2046 25 May 1943
“That skittish bastard gave us only a two-hour heads-up,” the driver of the black taxicab—a somewhat battered 1938 Mercedes-Benz 260D—said to the passenger as he made the turn onto the cobblestones of Kramgasse. “This is our only chance to grab him. Don’t screw it up, Eric.”
“I won’t if you won’t,” Eric Fulmar replied from the backseat. “Too bad Canidy isn’t here. This is right up his alley.”
Fulmar was twenty-four years old, blond and blue-eyed, and had a lithe build packing enormous energy and power.
With a slight squeal of brakes, the four-door sedan rolled to a stop one block shy of the medieval Zeitglocke clock tower.
The Zeitglocke—or “time bell,” featuring a three-thousand-pound bronze bell struck by a gilded human-sized Chronos, the Greek personification of time—rose almost a dozen stories above the busy Kramgasse. Since the thirteenth century, the baroque-style landmark built of stone had served as a prison, a guard tower, and, now, with its fifteenth-century astronomical clock and nearby shops and coffeehouses, a city attraction popular with those trying to forget a world war threatened their neutral country. That blackout rules were in effect, and the street mostly dark, did not exactly help in that regard.
As the Mercedes’s idling diesel engine rattled, Eric Fulmar pulled a Colt Model 1911A .45 ACP pistol from the right pocket of his dark gray woolen overcoat.
The driver—Geoff Sanderson, who was thirty years old, of average build and soft facial features—did not jump or otherwise immediately react when he heard the metallic sound of the semiautomatic’s slide pulled back on its spring and then released to slam forward. He was more than accustomed to the sound of a round being chambered. He had done the same with his own .45—which he had on the seat beside him, concealed under a hat—a half hour earlier at the OSS safe house just across the River Aare.
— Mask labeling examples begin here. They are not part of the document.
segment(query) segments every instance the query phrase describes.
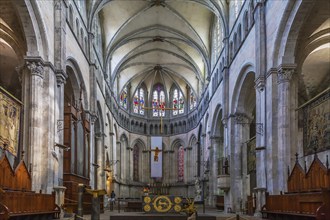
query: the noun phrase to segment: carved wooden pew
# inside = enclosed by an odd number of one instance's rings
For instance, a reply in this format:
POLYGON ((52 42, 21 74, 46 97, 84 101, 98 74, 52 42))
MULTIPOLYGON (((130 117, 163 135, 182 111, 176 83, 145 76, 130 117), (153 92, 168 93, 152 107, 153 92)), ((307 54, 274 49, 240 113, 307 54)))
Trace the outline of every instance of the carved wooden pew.
POLYGON ((0 219, 42 217, 59 218, 60 208, 55 204, 55 194, 31 191, 31 176, 21 161, 15 170, 8 158, 0 159, 0 219))
MULTIPOLYGON (((330 170, 315 155, 307 171, 298 163, 288 178, 288 192, 266 195, 263 217, 268 219, 330 219, 330 170)), ((328 161, 327 161, 328 166, 328 161)))

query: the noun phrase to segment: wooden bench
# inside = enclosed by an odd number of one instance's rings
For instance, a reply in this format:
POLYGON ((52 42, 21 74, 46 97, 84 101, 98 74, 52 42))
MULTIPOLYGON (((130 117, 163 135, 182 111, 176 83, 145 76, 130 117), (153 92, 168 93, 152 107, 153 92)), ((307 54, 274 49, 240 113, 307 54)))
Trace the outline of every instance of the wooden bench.
POLYGON ((0 159, 0 219, 36 217, 54 219, 61 209, 55 204, 55 193, 42 194, 31 191, 31 176, 23 161, 15 170, 7 156, 0 159))
MULTIPOLYGON (((297 155, 296 155, 297 157, 297 155)), ((298 163, 288 178, 288 192, 266 194, 261 210, 268 219, 330 219, 330 172, 315 155, 305 173, 298 163)))

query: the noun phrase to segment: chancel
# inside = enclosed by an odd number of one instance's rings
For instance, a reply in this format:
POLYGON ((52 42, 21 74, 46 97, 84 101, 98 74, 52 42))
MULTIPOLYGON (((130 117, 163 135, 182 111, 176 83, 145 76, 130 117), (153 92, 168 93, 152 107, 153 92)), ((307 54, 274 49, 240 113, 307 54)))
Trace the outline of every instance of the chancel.
POLYGON ((330 219, 329 8, 0 0, 0 219, 330 219))

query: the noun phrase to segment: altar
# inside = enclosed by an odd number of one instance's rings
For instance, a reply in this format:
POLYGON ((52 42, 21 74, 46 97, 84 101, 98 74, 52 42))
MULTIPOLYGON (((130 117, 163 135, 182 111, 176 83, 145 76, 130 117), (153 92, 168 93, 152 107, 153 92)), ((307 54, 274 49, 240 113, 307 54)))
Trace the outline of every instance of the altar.
POLYGON ((183 198, 172 195, 148 195, 142 197, 142 209, 145 213, 180 213, 183 198))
“You’re just now remembering to do that?” Sanderson said sharply.
“Better late than never,” Fulmar replied matter-of-factly as his thumb clicked down the lever that locked the hammer in its cocked position.
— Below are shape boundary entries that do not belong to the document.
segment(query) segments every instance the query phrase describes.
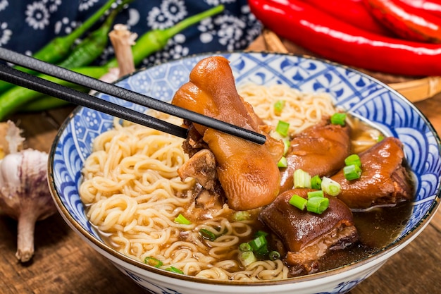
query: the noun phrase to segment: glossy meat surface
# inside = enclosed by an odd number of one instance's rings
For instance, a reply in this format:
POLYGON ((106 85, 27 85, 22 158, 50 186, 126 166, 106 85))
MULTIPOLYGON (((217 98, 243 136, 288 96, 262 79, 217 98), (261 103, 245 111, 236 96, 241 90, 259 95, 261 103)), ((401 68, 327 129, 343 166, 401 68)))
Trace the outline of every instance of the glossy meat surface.
POLYGON ((293 188, 295 170, 302 169, 311 176, 329 176, 344 166, 350 152, 349 127, 326 124, 309 128, 291 141, 286 155, 288 167, 280 170, 280 192, 293 188))
POLYGON ((342 170, 331 177, 342 187, 340 200, 352 209, 364 209, 411 199, 413 186, 398 139, 385 137, 359 156, 363 171, 359 179, 346 180, 342 170))
MULTIPOLYGON (((199 61, 190 73, 190 82, 178 90, 172 104, 263 133, 252 108, 237 93, 224 57, 199 61)), ((280 177, 277 161, 283 152, 281 142, 267 136, 267 142, 259 145, 203 125, 192 125, 216 157, 217 176, 230 207, 251 209, 266 205, 277 197, 280 177)))
POLYGON ((293 189, 280 194, 261 212, 259 218, 282 240, 285 261, 299 273, 316 270, 318 259, 330 249, 342 249, 358 238, 350 209, 330 196, 321 214, 302 211, 289 203, 293 195, 307 198, 311 189, 293 189))

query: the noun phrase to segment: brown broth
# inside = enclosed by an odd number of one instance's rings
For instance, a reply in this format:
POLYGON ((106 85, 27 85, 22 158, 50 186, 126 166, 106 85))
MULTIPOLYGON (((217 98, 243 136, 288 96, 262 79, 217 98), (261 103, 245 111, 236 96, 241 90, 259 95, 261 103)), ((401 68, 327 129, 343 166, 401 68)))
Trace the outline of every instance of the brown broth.
POLYGON ((330 250, 320 261, 320 271, 349 264, 381 250, 399 235, 409 219, 411 209, 411 203, 406 202, 394 207, 354 212, 359 241, 344 250, 330 250))

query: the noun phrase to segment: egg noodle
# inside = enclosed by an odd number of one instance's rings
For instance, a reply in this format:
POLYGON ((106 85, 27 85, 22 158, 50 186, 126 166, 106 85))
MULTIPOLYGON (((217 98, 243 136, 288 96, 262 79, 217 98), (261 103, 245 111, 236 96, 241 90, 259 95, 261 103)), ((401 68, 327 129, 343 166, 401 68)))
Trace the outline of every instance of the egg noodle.
MULTIPOLYGON (((304 94, 284 86, 248 86, 240 93, 262 118, 283 119, 296 128, 304 129, 335 111, 325 95, 304 94), (279 99, 285 99, 286 105, 277 118, 272 105, 279 99)), ((155 116, 166 118, 163 114, 155 116)), ((180 124, 175 118, 167 119, 180 124)), ((235 212, 227 204, 207 219, 190 224, 175 222, 194 205, 195 180, 182 182, 177 172, 188 159, 182 142, 116 119, 113 129, 94 139, 82 169, 80 195, 91 223, 116 250, 141 262, 157 259, 162 269, 173 267, 186 275, 223 280, 286 278, 288 269, 281 260, 259 261, 247 268, 241 265, 239 245, 253 238, 256 221, 233 221, 235 212), (201 237, 201 228, 222 234, 211 241, 201 237)))
POLYGON ((279 121, 289 122, 289 133, 292 136, 335 112, 334 102, 327 93, 303 92, 285 85, 247 84, 238 91, 267 124, 277 125, 279 121), (280 114, 275 111, 275 105, 279 101, 284 104, 280 114))

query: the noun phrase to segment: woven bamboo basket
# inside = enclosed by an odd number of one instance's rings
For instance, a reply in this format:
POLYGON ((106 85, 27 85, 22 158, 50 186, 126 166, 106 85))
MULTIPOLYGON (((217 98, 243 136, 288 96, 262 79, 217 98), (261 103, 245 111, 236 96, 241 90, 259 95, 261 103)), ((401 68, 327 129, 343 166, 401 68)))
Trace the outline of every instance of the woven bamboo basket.
MULTIPOLYGON (((269 30, 263 30, 262 37, 268 51, 316 56, 288 40, 279 38, 269 30)), ((441 77, 411 78, 369 71, 364 68, 356 69, 387 84, 412 102, 425 100, 441 93, 441 77)))

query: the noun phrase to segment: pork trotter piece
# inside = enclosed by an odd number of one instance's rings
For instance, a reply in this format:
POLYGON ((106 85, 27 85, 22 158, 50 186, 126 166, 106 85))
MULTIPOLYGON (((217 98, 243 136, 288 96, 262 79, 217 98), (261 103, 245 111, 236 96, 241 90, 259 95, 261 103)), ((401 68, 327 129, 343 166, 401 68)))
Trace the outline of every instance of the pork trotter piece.
POLYGON ((319 124, 308 128, 291 141, 286 154, 288 166, 280 170, 280 192, 292 189, 297 169, 311 176, 335 173, 344 166, 350 152, 349 127, 319 124))
POLYGON ((345 248, 359 238, 352 213, 335 197, 328 197, 329 207, 321 214, 290 204, 293 195, 307 198, 308 192, 313 190, 285 191, 259 214, 259 219, 283 242, 288 251, 285 260, 297 275, 317 271, 318 259, 328 250, 345 248))
MULTIPOLYGON (((190 81, 176 92, 172 104, 266 135, 266 142, 259 145, 185 122, 194 128, 214 154, 217 177, 230 207, 251 209, 266 205, 277 197, 280 181, 277 162, 282 155, 283 144, 261 130, 252 107, 237 93, 225 58, 213 56, 199 61, 191 71, 190 81)), ((194 137, 185 145, 203 146, 194 137)))
POLYGON ((365 209, 378 205, 393 205, 410 200, 414 188, 404 166, 404 152, 401 142, 387 137, 360 153, 361 176, 347 180, 343 171, 331 178, 340 184, 337 196, 351 209, 365 209))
“If you’d thought of it sooner, you’d have had time to feed the magazine another round,” Sanderson said, and smugly added, “Like I did.”
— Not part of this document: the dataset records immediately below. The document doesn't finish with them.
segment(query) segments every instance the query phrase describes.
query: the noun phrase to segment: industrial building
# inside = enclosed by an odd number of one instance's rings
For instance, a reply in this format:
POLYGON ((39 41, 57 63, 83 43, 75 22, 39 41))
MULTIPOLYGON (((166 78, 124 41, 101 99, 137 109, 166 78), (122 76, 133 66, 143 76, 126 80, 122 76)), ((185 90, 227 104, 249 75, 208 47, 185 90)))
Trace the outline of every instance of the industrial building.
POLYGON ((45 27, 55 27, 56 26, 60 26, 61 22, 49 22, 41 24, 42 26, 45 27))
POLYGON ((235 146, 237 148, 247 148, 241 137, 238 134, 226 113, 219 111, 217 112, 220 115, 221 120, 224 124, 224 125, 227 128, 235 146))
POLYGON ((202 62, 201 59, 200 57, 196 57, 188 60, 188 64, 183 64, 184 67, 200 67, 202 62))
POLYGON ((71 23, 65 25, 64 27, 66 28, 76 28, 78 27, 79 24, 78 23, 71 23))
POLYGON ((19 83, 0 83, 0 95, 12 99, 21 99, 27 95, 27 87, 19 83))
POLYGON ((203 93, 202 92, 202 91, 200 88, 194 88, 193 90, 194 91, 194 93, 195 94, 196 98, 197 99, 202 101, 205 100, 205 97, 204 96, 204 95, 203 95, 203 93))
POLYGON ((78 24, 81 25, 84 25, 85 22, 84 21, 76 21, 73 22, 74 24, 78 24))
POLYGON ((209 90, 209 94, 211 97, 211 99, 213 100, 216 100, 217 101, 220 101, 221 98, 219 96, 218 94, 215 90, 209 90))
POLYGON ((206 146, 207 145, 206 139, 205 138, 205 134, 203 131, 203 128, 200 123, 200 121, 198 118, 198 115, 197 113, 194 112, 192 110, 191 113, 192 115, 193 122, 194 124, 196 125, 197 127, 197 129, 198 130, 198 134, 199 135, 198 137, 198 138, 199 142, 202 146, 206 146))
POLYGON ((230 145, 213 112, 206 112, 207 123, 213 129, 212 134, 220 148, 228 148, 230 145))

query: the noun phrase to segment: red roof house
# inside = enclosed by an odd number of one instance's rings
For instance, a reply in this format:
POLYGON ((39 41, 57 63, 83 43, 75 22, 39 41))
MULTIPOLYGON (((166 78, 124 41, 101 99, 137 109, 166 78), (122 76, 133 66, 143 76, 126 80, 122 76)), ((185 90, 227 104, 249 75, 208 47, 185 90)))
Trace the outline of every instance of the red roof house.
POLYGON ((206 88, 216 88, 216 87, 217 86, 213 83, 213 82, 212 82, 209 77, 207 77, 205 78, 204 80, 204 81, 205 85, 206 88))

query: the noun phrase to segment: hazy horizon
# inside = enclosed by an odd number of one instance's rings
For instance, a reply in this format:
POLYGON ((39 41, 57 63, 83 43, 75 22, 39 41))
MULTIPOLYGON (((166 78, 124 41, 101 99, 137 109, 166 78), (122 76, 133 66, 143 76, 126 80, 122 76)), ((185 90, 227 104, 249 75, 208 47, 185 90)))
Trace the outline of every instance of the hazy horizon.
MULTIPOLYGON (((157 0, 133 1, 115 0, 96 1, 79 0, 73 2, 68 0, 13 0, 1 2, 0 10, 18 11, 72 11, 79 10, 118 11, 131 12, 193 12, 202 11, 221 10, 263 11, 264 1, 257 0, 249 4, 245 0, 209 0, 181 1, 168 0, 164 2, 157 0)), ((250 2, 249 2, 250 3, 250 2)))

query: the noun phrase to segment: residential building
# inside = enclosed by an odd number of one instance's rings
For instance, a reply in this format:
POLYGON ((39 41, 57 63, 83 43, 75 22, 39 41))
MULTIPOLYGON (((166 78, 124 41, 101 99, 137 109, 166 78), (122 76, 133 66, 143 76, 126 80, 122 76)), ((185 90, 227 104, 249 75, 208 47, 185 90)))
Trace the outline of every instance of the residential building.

Fulmar grunted as he slipped the pistol back in his overcoat pocket.
“Unlike you,” he said, “I tend to hit what I shoot at with my first shot—if I have to shoot.”
He then reached inside his left sleeve and pulled from the scabbard strapped under his forearm a Fairbairn-Sykes, a black doubled-edged dagger. He touched the tip of the slender five-and-a-half-inch-long blade to the back of the driver’s neck, added light pressure, and said, “Usually this is all I need.”
Their eyes met in the rearview mirror.
This time it was Sanderson who grunted.
He then grinned and said, “I thought I taught you never to bring a knife to a gunfight.”
Fulmar grinned back. He knew they both subscribed to what was taught in Canidy’s Throat Cutting and Bomb Throwing Academy at OSS Whitbey House Station: If you’re close enough to stab them, you’re damn sure close enough to shoot them.
“Besides,” Sanderson went on, “you know that orders are not to use either unless absolutely necessary—we want this bastard alive.”
Then Sanderson’s eyes suddenl
y darted to the windshield. It took some effort to make out details down the dark, crowded street, but he could see just enough. Then he glanced at his wristwatch, then back out the windshield.
“It’s five of nine,” Sanderson said. “Almost time. Can you see the tall guy, the silver-haired one with the gray homburg? He’s at two o’clock, in front of the café.”
Fulmar, carefully sliding his Fairbairn back into its sheath, looked down the block.
Kramgasse was wide and lined on both sides with ancient four-story stone buildings. As was common in Old City Bern, above the street-level shops and restaurants were three stories of apartments. He saw couples and clusters of small groups up and down the street and gathered around the Zeitglocke tower at the far end of Kramgasse.
And standing just outside a shadow of the Zeitglocke was the tall man with the homburg.
The hat was not resting on his head but instead cradled under his left arm. He slowly and meticulously ate an ice cream cone that was in his right hand.
“How the hell can I miss him?” Fulmar said. “Fritz, right? What is he, six-four and two-forty?”
“Yeah, something like that. And to repeat myself, when Fritz turns the hat so that its crown is against his coat it means—”
“I know, I know,” Fulmar put in, “it means that he’s ID’d our mark, the Sparrow, carrying two white Sprüngli candy bags.”
He glanced down at one such paper bag with thin rope handles that was beside him.